Ficks first law of diffusion - it shows that increasing the membrane thickness will reduce flux whilst increasing the area of the membrane will increase flux.
what does the stokes einstein equation?
the stokes einstein equation relates diffusivity to environmental conditions, properties of the medium through which diffusion occurs and properties of the diffusing molecule.
surfactants can lower viscosity to increase diffusivity.
why is diffusion not a fully efficient process?
molecules are blind and move randomly hence in an ensemble of molecules undergoing diffusion the mean displacement x is proportional to the square root of time.
in ficks first law of diffusion, what does the partition coefficient K quantify?
K quantifies the distributionof a drug between the aqueous phase and the membrane - this is analogous to the oil/water partition coefficient P.

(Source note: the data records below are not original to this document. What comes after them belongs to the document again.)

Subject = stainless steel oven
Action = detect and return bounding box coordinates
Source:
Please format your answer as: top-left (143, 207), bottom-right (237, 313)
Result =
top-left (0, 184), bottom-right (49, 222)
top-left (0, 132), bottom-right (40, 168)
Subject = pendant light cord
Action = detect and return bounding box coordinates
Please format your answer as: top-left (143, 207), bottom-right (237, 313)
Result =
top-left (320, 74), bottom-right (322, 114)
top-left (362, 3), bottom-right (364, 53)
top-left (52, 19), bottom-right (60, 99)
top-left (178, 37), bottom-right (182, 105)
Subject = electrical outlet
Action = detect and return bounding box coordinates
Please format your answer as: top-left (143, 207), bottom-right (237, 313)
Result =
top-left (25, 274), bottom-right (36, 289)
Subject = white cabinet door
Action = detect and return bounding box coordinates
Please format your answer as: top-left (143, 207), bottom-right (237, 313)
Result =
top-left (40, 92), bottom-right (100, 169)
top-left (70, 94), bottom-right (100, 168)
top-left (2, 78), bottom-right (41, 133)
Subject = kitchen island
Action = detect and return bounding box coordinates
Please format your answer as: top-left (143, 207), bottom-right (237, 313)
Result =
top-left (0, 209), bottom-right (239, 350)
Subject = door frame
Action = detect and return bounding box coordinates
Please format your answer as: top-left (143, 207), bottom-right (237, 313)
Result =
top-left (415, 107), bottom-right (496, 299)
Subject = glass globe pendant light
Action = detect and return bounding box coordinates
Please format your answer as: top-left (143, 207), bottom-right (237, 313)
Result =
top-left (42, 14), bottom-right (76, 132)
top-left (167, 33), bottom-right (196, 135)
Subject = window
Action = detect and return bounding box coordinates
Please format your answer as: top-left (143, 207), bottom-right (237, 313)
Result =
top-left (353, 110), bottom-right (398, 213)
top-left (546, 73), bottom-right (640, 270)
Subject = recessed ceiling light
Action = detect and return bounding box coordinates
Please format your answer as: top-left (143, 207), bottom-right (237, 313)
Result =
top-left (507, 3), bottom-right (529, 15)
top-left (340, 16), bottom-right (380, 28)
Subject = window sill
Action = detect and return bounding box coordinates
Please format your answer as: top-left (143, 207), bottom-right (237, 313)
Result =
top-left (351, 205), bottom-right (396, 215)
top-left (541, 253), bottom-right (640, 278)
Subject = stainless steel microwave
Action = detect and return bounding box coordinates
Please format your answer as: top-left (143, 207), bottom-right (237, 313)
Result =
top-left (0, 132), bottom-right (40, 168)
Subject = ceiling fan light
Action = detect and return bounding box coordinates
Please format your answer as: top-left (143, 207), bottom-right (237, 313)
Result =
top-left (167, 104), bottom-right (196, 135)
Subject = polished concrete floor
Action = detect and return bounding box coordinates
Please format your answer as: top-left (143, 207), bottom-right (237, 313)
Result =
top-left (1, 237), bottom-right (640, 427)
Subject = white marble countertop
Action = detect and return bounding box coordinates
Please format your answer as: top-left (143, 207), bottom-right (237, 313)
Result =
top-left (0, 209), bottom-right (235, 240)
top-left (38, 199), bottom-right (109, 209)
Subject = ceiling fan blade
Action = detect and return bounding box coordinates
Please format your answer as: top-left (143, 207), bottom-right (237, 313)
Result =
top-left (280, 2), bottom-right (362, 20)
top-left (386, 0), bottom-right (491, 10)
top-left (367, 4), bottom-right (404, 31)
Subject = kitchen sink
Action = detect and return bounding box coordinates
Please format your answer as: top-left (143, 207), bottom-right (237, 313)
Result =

How is the oil/water partition coefficient P claculated?
Mix a drug in water then mix this solution with oil. you then leave this solution to settle and separate the layers that form. measure the concentration of drug in the water and the oil to see how the drug is distributed.
the oil/water partition coeffient is often expressed as logP, what doe the range of values of logP mean?
- lipid soluble drugs have a log p of greater than 0
- water soluble drugs have a log P of less then 0
equally distributed drugs will have a log P of 0.